I recently had the chance to observe a technology team where members were not only cross trained, but were intentionally grouped to ensure redundancy. In the event of illness or competing priorities, the team was resourced so that responsibilities could be shifted to multiple other team members, reducing the risk that any one member would feel that work was being dumped on them should someone need to step back due to illness or personal conflicts. Part of the need for redundancy was inherent in the kind of work being done, which involved life support for individuals working in a hazardous environment. But it got me thinking about why we don’t take more of that kind of approach in healthcare. Certainly our patients, who are someone’s mothers, brothers, sisters, fathers, or other loved ones, deserve to have care delivered via processes that don’t allow them to fall through the cracks.

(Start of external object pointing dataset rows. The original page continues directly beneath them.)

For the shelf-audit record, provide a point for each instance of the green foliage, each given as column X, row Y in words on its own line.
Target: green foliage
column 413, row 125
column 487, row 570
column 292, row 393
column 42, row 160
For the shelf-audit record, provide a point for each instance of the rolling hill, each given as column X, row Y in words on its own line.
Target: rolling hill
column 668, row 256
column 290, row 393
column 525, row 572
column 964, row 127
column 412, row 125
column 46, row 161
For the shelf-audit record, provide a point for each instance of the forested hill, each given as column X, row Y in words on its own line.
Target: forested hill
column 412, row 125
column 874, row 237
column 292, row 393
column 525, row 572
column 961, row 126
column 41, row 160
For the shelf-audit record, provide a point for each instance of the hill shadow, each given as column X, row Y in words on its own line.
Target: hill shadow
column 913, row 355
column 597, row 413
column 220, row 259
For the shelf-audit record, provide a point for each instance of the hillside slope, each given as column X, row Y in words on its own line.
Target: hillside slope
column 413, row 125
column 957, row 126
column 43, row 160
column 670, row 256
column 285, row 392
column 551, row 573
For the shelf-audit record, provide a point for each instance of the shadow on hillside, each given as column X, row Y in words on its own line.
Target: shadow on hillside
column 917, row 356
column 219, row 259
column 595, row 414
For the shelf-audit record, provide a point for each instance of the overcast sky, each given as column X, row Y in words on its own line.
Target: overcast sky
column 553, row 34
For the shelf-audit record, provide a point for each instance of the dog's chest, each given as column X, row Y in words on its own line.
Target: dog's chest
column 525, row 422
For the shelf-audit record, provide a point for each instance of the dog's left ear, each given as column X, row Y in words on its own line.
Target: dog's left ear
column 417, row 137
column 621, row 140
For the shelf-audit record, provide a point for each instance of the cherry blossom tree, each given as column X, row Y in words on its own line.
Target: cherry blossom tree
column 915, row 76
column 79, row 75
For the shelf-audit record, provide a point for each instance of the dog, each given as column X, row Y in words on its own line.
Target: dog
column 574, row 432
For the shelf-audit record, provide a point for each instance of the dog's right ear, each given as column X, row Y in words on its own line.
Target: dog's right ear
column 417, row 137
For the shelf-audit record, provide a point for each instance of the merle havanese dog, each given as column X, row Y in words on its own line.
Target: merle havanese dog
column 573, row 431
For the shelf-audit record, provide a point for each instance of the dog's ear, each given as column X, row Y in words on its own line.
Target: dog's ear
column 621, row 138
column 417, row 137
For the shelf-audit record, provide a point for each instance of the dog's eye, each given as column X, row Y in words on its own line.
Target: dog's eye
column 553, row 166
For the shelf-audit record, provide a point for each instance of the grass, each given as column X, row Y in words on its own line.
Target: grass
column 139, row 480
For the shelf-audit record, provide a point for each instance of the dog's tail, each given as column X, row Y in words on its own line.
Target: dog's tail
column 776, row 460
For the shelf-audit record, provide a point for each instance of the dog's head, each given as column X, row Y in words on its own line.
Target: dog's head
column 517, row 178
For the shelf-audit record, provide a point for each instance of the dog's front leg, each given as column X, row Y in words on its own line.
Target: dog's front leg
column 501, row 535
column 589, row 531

Why do so many care delivery organizations still use what could be described as single-threaded staffing models? For example, one physician, or one nurse, or one patient care technician is assigned to a certain number of patients. What would it be like if we cared for patients in groups, with backup and redundancy? Would we benefit from having more immediate collaboration around how we approach a patient in front of us? You see this in academic centers, where you may have physicians at different levels caring for a patient, such as an intern, a resident, a fellow, and an attending physician. Sometimes one will see something that another didn’t, which can lead to better outcomes for the patient.
I know some organizations are trying to do this in the nursing realm, using new models such as virtual nursing to provide additional layers of support for nurses working on hospital inpatient units. Sometimes the virtual nursing model carves out certain care tasks — such as intake and discharge functions that can be appropriately delivered via virtual modalities — and sometimes it’s more of a virtual mentor model to provide an extra set of eyes for nurses who may have recently completed their training and orientation. Although these models were originally designed to help solve nursing shortages by tapping available nurses who might not be able to work in person, there are additional less tangible benefits, such as improved collaboration and a feeling of collegiality.
The same thing holds for technology teams. I know everyone is trying to run as lean as possible, but there’s a cost to doing so. Running an engineering team ragged because it’s not staffed appropriately generally does not lead to strong performance in the long term. It does, however, lead to resentment, lack of focus, lack of buy-in, and often to employee turnover. Cutting corners may lead to short term savings, but ultimately there are long-term consequences that will need to be addressed.
I never thought I’d reach a point in my career where I would be excited to see organizations that were admittedly playing the long game and that were unashamed about putting people over profits. These are certainly the exception in our industry rather than the norm, but I’ll be keeping my eye out for other examples and following them over the coming months.